Трон из бочек и крови
Лавка, что служила Зарубину троном, была водружена на два бочонка с прогнившими обручами, которые скрипели под его весом, будто жаловались на свою участь. Этот трон, шаткий и жалкий, был символом его власти – громоздкой, но хрупкой, готовой рухнуть от малейшего толчка. На Зарубине красовалась соболья шуба, содранная с убитого воеводы Бирска. Мех, некогда роскошный, теперь пропитался запахом затхлой крови и грязи, а серебряные нити на полах потускнели, измазанные сажей. Зарубин приказал вырезать герб рода Бирских с подкладки и заменить его грубо вышитым знаком: перекрещённые сабля и крест, связанные красной нитью, словно кровавым следом. «Бог и сталь – вот моя печать», – говорил он, сплёвывая на утоптанный земляной пол сквозь стиснутые зубы. Его голос, хриплый от табака и крика, звучал как скрежет железа, а глаза, тёмные и глубоко посаженные, смотрели на мир с холодной яростью, будто он видел в каждом человеке врага или добычу. Зарубин не был высок, но его присутствие заполняло комнату, как дым от костра, – удушливое, неотвратимое.

Наложница-призрак
У стены, в тени, стояла девка в казацкой рубахе, слишком большой для её худого тела. Её звали Агафьей, но казаки, глумясь, прозвали её «графиней» – насмешка, что резала больнее плети.
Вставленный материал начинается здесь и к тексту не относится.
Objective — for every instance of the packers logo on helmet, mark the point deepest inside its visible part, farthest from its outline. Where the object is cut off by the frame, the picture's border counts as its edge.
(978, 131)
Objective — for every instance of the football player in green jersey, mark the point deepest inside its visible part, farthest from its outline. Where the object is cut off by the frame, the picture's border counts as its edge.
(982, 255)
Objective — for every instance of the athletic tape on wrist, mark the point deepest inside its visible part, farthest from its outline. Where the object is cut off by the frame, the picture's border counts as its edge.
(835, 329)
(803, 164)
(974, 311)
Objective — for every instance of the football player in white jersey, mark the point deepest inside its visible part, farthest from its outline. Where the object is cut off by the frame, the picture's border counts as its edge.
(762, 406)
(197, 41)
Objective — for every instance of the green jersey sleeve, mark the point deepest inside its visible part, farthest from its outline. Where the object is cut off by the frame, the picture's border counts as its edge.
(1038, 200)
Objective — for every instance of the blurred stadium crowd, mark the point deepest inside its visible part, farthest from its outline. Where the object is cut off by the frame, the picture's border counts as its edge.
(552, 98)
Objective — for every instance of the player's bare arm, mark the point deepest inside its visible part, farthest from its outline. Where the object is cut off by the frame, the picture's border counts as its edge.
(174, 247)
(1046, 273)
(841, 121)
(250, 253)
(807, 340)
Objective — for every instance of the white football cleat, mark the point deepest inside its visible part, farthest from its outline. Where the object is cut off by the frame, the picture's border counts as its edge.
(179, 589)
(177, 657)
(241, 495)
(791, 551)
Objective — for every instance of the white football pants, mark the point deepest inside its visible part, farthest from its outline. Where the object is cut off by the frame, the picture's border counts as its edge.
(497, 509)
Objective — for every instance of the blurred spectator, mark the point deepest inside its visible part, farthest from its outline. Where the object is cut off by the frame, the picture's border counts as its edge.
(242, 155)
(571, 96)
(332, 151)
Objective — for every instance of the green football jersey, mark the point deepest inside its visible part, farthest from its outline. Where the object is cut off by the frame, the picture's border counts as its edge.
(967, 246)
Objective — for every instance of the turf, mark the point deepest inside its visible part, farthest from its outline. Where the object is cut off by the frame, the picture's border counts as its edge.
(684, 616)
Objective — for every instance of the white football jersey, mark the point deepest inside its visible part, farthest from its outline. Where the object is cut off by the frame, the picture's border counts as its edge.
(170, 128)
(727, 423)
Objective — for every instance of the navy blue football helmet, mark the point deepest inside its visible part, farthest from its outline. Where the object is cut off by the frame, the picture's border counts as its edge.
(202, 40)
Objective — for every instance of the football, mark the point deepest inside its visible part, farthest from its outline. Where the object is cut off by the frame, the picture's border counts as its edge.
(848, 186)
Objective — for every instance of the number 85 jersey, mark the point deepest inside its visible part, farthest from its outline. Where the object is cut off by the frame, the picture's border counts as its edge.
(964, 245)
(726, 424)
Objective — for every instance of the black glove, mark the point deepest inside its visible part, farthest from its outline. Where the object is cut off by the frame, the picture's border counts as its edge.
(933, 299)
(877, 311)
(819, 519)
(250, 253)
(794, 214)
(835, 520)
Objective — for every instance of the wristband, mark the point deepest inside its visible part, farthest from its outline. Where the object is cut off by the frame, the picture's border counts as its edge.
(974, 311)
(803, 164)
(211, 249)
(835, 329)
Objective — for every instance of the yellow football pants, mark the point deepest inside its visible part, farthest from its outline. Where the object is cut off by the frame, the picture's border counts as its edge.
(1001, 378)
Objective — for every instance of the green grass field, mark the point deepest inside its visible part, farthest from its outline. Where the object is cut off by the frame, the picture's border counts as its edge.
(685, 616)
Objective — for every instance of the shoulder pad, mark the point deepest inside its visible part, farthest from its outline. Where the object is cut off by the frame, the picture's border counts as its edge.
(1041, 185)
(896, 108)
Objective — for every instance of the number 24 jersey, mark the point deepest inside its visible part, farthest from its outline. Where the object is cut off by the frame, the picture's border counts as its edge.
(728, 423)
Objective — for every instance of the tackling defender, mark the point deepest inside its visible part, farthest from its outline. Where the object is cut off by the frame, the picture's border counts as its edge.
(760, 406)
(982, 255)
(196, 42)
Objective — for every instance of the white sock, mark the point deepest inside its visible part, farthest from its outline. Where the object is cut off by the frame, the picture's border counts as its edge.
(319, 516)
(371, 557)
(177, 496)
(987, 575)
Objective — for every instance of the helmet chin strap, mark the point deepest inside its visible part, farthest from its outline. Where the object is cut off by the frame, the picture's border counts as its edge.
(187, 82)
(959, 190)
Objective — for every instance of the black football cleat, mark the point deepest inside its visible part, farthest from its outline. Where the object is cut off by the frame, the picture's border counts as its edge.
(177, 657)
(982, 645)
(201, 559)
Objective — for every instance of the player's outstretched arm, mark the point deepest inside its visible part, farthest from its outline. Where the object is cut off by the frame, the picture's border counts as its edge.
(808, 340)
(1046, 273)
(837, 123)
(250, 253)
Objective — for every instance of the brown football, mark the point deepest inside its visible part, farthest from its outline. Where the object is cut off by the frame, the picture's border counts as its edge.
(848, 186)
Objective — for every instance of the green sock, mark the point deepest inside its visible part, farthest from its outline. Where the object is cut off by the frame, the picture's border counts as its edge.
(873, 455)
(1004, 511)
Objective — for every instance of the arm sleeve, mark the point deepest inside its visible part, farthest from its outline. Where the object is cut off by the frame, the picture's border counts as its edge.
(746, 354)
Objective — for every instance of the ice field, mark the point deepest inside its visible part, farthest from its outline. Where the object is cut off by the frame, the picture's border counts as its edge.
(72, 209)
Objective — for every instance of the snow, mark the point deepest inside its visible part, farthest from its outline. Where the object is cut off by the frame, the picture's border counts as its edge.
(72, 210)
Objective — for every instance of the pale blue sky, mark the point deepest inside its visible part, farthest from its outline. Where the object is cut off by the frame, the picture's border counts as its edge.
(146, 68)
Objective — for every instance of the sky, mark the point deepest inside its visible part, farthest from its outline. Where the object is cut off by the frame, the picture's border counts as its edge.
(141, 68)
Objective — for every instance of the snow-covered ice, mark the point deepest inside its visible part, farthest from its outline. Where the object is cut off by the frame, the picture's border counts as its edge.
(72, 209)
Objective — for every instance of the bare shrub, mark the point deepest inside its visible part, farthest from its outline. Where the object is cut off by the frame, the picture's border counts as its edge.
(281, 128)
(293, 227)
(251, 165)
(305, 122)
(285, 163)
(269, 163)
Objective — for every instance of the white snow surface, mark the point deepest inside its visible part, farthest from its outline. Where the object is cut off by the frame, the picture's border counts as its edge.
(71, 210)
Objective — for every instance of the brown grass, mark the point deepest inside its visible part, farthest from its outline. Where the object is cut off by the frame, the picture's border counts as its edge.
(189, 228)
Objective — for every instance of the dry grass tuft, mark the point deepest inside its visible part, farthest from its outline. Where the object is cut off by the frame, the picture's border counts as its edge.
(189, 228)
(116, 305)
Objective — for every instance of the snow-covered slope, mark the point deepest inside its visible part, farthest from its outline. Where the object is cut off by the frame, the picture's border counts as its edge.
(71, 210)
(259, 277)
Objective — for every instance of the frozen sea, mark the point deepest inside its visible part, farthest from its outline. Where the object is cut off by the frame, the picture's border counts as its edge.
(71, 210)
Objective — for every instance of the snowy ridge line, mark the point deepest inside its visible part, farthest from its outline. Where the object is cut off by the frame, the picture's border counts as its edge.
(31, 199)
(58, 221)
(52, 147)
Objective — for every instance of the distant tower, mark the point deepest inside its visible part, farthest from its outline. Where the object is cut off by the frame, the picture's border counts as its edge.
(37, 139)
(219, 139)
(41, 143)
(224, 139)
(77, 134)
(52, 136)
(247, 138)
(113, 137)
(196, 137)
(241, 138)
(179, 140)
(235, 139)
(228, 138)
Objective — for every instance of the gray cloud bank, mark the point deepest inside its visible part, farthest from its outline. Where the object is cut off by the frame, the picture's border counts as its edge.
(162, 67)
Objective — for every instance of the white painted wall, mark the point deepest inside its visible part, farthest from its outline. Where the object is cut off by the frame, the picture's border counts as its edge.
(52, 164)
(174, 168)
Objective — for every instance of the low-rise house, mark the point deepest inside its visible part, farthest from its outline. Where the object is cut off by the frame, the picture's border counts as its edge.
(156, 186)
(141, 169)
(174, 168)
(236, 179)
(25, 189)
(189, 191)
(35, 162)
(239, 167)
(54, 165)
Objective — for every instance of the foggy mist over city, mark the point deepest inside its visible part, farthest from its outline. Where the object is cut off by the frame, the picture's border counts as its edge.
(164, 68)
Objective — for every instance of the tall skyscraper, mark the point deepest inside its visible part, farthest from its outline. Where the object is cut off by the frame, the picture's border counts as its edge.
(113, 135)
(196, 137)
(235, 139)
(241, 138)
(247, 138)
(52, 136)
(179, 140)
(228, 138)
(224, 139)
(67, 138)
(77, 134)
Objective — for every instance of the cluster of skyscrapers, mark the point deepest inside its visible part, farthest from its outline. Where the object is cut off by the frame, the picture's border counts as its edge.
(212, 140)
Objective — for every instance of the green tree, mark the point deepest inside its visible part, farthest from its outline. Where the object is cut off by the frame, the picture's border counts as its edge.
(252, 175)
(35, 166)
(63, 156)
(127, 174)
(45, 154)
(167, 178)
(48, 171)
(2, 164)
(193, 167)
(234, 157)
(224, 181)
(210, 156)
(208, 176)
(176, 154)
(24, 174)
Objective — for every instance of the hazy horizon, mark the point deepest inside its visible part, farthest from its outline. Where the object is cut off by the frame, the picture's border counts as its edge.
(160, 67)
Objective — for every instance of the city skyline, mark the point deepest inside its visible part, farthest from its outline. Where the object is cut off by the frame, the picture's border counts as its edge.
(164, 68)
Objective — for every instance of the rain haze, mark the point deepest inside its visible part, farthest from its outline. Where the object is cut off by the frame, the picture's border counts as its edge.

Рубаха, грубая и застиранная, когда-то принадлежала сыну купца, чьё тело теперь гнило на виселице за отказ отдать зерно. Агафья не поднимала глаз, её голова была опущена, а длинные волосы, некогда русые, теперь слиплись от грязи и мороза. Её губы, потрескавшиеся до крови, едва шевелились, шепча молитву, услышанную в детстве от матери: «Спаси и сохрани…». Но к кому она взывала? К Богу, чьё имя звучало всё реже в этих краях? К Зарубину, чья милость была так же редка, как тёплый день в январе? Или к призраку своего брата, убитого казаками за дерзкий взгляд? Агафья не плакала – слёзы замёрзли в её душе, как вода в колодце. Она стояла, словно тень, готовая раствориться в холодном воздухе, но её присутствие, молчаливое и тяжёлое, напоминало Зарубину о цене его власти.

Пиры голодных
За столом, сколоченным из церковных дверей, на которых ещё виднелись следы резьбы – лики святых, стёртые топорами, – сидели казаки. Они ели в тишине, нарушаемой лишь звяканьем ложек о деревянные миски. Каша, жидкая, как болотная вода, с редкими зёрнами, пахла плесенью, но казаки хлебали её жадно, словно боялись, что даже эта скудная еда исчезнет, унесённая морозным ветром. Их лица, обожжённые холодом, были покрыты шрамами и сажей, а глаза блестели от голода и злобы. Зарубин ел медленно, вылавливая ложкой зёрна, будто каждое из них было трофеем. Он помнил голодные зимы в барской конюшне, где крысы, жирные и наглые, казались лакомством. Тогда он мечтал о хлебе, а теперь кормил крыс человечиной – и в этом была его справедливость, его месть миру, что заставил его ползать на коленях. Он смотрел на своих людей и видел в них себя – голодных, озлобленных, готовых рвать глотки за миску каши или за миф о свободе.

Приказ и его тень
– Завтра в Чуровку, – сказал Зарубин, вытирая рот рукавом шубы, отчего на меху остался жирный след. – Там медный склад. Выжгите тех, кто молчит.
Его голос был ровным, почти ленивым, но в нём звенела сталь. Писарь, худой, сгорбленный, с глазами, воспалёнными от бессонницы, записал приказ кривыми буквами на куске бересты. Он не поднял взгляда, не спросил, зачем жечь людей за молчание. Он знал: в мире Зарубина молчание – это вызов, ответ, который карается смертью. Писарь, чьё имя никто не помнил, был тенью своего господина, его руками, что превращали слова в кровь. Он дрожал, но не от холода – от страха, что однажды его собственное молчание станет приговором.